It's over. You lost. Learn to accept progress.
The Marion County Republicans' Independence Day parade float had three Confederate flags on it. No,
not that Marion County. This one is in
Iowa.
Pleasantville Republican Owen Golay, who owns the truck with his wife, Linda Golay, told The Des Moines Register that he counts both Union and Confederate soldiers among his ancestors. He said he hoisted the three flags above his truck to make a statement: Confederate soldiers are veterans, too.
"This was my whole point with this whole exercise: to represent a segment of American veterans that are being buried in history, three of which are buried in Marion County," he said.
It's time for Owen Golay to grown up and be a big boy with big boy pants on. Even Iowa's Republican Party chairman thinks Owen is full of shit:
But Jeff Kaufmann, chairman of the Republican Party of Iowa, doesn't buy it. "He was making a political statement, a statement that was in opposition to what the GOP and the party of Lincoln stands for," Kaufmann said in an interview. "That, to me, doesn't pass muster."

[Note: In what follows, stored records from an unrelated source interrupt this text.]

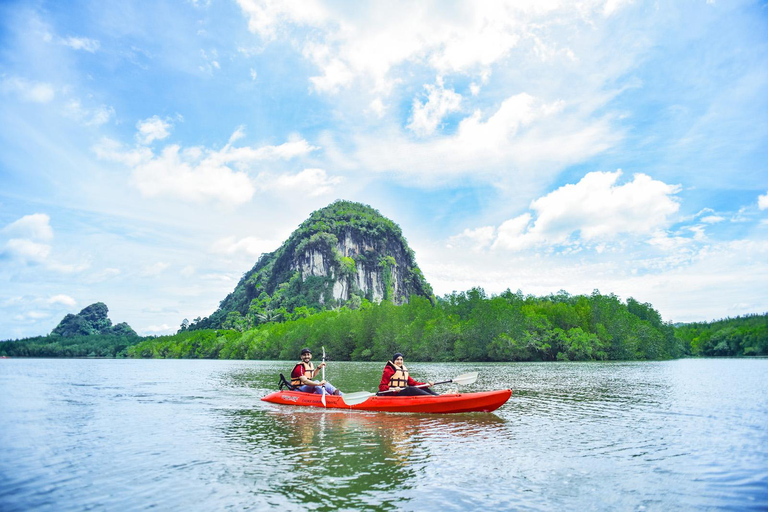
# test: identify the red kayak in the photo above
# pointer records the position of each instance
(486, 401)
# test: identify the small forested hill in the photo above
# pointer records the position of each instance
(341, 255)
(89, 333)
(91, 320)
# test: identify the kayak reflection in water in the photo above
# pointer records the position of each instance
(395, 380)
(305, 371)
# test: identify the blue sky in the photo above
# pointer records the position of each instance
(149, 152)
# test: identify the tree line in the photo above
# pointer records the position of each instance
(463, 326)
(54, 345)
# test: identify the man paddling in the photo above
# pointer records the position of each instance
(305, 371)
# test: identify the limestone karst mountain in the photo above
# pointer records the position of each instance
(340, 255)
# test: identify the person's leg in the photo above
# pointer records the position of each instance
(413, 391)
(331, 390)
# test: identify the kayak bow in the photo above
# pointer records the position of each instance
(485, 401)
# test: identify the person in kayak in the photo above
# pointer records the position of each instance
(396, 381)
(305, 371)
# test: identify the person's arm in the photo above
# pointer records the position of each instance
(306, 381)
(385, 376)
(412, 382)
(318, 369)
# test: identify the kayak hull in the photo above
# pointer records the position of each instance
(485, 401)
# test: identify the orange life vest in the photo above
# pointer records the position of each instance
(308, 368)
(400, 378)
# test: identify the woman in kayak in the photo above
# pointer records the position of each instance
(305, 371)
(395, 380)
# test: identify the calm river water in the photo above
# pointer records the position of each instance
(193, 435)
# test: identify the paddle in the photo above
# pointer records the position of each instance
(323, 398)
(361, 396)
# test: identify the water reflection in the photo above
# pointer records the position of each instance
(349, 459)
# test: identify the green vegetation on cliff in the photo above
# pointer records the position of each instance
(275, 288)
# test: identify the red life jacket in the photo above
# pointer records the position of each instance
(399, 379)
(308, 368)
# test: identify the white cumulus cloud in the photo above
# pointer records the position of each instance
(81, 43)
(251, 245)
(27, 90)
(312, 182)
(428, 115)
(594, 210)
(66, 300)
(198, 174)
(762, 201)
(36, 226)
(152, 129)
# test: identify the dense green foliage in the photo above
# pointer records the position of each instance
(96, 345)
(274, 288)
(740, 336)
(466, 326)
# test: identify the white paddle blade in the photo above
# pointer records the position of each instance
(466, 378)
(356, 398)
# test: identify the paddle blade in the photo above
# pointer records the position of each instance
(466, 378)
(356, 398)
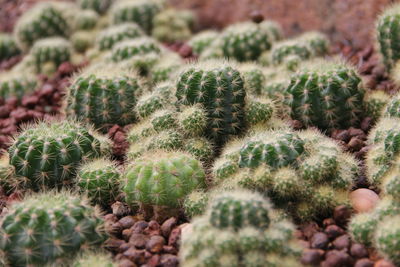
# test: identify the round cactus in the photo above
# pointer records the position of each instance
(13, 84)
(8, 46)
(49, 53)
(202, 40)
(244, 41)
(162, 181)
(100, 6)
(238, 210)
(43, 20)
(107, 38)
(104, 96)
(388, 36)
(137, 47)
(327, 95)
(46, 155)
(99, 180)
(220, 89)
(141, 12)
(49, 228)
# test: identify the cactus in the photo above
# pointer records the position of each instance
(244, 41)
(137, 47)
(375, 102)
(387, 238)
(99, 259)
(172, 25)
(100, 6)
(107, 38)
(162, 181)
(49, 228)
(99, 180)
(202, 40)
(237, 211)
(387, 35)
(46, 155)
(49, 53)
(8, 47)
(14, 84)
(43, 20)
(327, 95)
(104, 96)
(220, 89)
(141, 12)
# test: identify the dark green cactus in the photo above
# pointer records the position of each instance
(104, 96)
(47, 155)
(50, 228)
(220, 89)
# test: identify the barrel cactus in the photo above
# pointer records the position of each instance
(104, 96)
(49, 228)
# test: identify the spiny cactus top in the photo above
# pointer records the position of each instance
(43, 20)
(244, 41)
(388, 35)
(49, 228)
(219, 87)
(237, 210)
(8, 47)
(100, 6)
(140, 11)
(327, 95)
(104, 96)
(116, 33)
(47, 154)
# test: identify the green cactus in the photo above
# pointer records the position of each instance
(43, 20)
(141, 12)
(104, 96)
(98, 259)
(202, 40)
(137, 47)
(8, 47)
(327, 95)
(99, 179)
(220, 89)
(387, 35)
(162, 181)
(15, 84)
(49, 53)
(49, 228)
(100, 6)
(46, 155)
(375, 102)
(245, 41)
(107, 38)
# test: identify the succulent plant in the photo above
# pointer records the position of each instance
(49, 228)
(114, 34)
(387, 35)
(141, 12)
(99, 180)
(46, 155)
(202, 40)
(160, 184)
(49, 53)
(244, 41)
(15, 84)
(327, 95)
(8, 46)
(43, 20)
(100, 6)
(220, 89)
(104, 96)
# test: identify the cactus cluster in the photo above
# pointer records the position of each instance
(49, 228)
(239, 230)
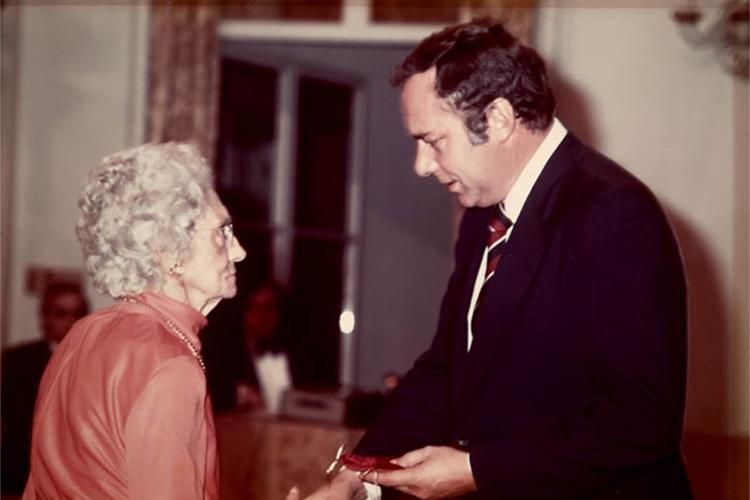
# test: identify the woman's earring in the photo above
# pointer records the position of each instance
(176, 269)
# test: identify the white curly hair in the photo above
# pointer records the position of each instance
(137, 204)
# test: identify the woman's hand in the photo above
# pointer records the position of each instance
(345, 486)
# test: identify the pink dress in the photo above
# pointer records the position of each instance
(123, 411)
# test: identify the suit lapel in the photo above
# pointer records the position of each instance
(515, 274)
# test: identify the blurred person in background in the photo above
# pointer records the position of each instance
(123, 410)
(62, 304)
(248, 359)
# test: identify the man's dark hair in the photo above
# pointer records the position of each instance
(55, 289)
(477, 62)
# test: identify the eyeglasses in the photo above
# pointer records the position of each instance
(227, 231)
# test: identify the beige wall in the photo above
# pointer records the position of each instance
(80, 78)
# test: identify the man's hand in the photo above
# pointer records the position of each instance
(430, 472)
(345, 486)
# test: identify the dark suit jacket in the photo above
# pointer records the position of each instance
(574, 386)
(22, 370)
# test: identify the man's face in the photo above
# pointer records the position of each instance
(61, 312)
(475, 174)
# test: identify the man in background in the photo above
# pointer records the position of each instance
(62, 305)
(558, 367)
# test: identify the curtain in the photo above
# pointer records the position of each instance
(184, 75)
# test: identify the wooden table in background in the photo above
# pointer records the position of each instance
(261, 457)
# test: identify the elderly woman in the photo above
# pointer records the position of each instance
(122, 410)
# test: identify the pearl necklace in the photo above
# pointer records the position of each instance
(174, 329)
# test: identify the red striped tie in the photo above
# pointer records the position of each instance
(498, 228)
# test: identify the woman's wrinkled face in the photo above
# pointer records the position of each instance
(209, 274)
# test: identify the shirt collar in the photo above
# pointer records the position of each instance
(513, 202)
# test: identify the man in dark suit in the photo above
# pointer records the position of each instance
(22, 368)
(558, 368)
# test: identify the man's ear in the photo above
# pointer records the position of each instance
(501, 120)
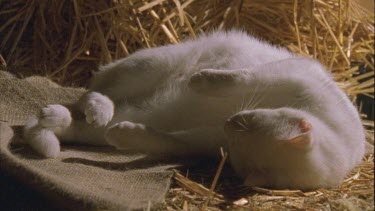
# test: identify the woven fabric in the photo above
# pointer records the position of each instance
(82, 177)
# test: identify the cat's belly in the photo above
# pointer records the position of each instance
(183, 113)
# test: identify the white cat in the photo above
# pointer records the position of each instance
(282, 119)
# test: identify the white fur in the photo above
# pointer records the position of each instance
(229, 90)
(40, 132)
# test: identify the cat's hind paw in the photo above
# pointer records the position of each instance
(98, 109)
(41, 140)
(55, 118)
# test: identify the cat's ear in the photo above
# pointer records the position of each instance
(303, 140)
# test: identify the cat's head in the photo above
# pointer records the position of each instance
(275, 148)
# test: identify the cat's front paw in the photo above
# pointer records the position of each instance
(125, 134)
(98, 109)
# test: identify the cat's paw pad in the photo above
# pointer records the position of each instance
(54, 117)
(99, 109)
(125, 134)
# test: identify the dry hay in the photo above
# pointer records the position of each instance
(66, 40)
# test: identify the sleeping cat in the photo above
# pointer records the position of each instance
(281, 117)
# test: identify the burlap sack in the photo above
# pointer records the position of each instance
(82, 177)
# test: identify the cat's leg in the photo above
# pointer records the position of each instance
(198, 141)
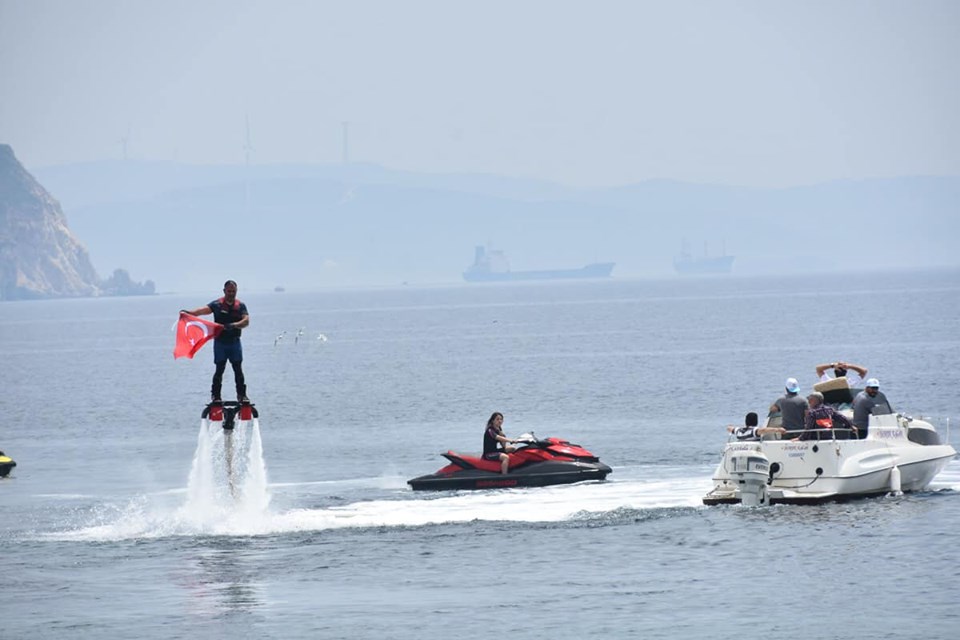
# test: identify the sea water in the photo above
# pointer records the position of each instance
(126, 519)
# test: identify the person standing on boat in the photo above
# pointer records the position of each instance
(750, 430)
(493, 439)
(792, 407)
(823, 416)
(864, 403)
(233, 315)
(854, 373)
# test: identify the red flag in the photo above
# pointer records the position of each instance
(193, 333)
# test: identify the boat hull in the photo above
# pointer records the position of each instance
(595, 270)
(719, 265)
(814, 471)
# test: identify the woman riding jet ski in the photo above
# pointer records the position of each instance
(6, 464)
(537, 463)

Owen and his lovely wife Linda have since resigned over the fiasco. However, the Marion County Republican co-chairs have really
showed their colors here:
Marion County Republican Co-chairwoman T. Waldmann-Williams said the couple who own the truck, Owen Golay and Linda Golay of Pleasantville, who are members of the Sons of Confederate Veterans organization, have resigned from the party’s central committee.
Waldmann-Williams said she spoke with Owen Golay about the flags because she disagreed with their display on the parade float. But she decided it was within his free speech rights to make a statement, “which is why I did not ask him to take them down.”
Free speech. Yeah. That was your Republican Party's float. Not an "affiliated float." What say you other co-chairfellow, Ed Bull?
Bull said that, “I’m the first person to say everyone is entitled to freedom of speech, but I do think we need to do recognize that flag on one hand demonstrates pride of the individual who believes in it but is a hurtful message to thousands of individuals who equate that with slavery.”
Let's say
hundreds of millions instead of
thousands and you might begin to understand what the hullabaloo is all about. It's the FOURTH OF JULY, not the I'm A Racist Crybaby Day—that day will be reserved for November 9, 2016 (wink).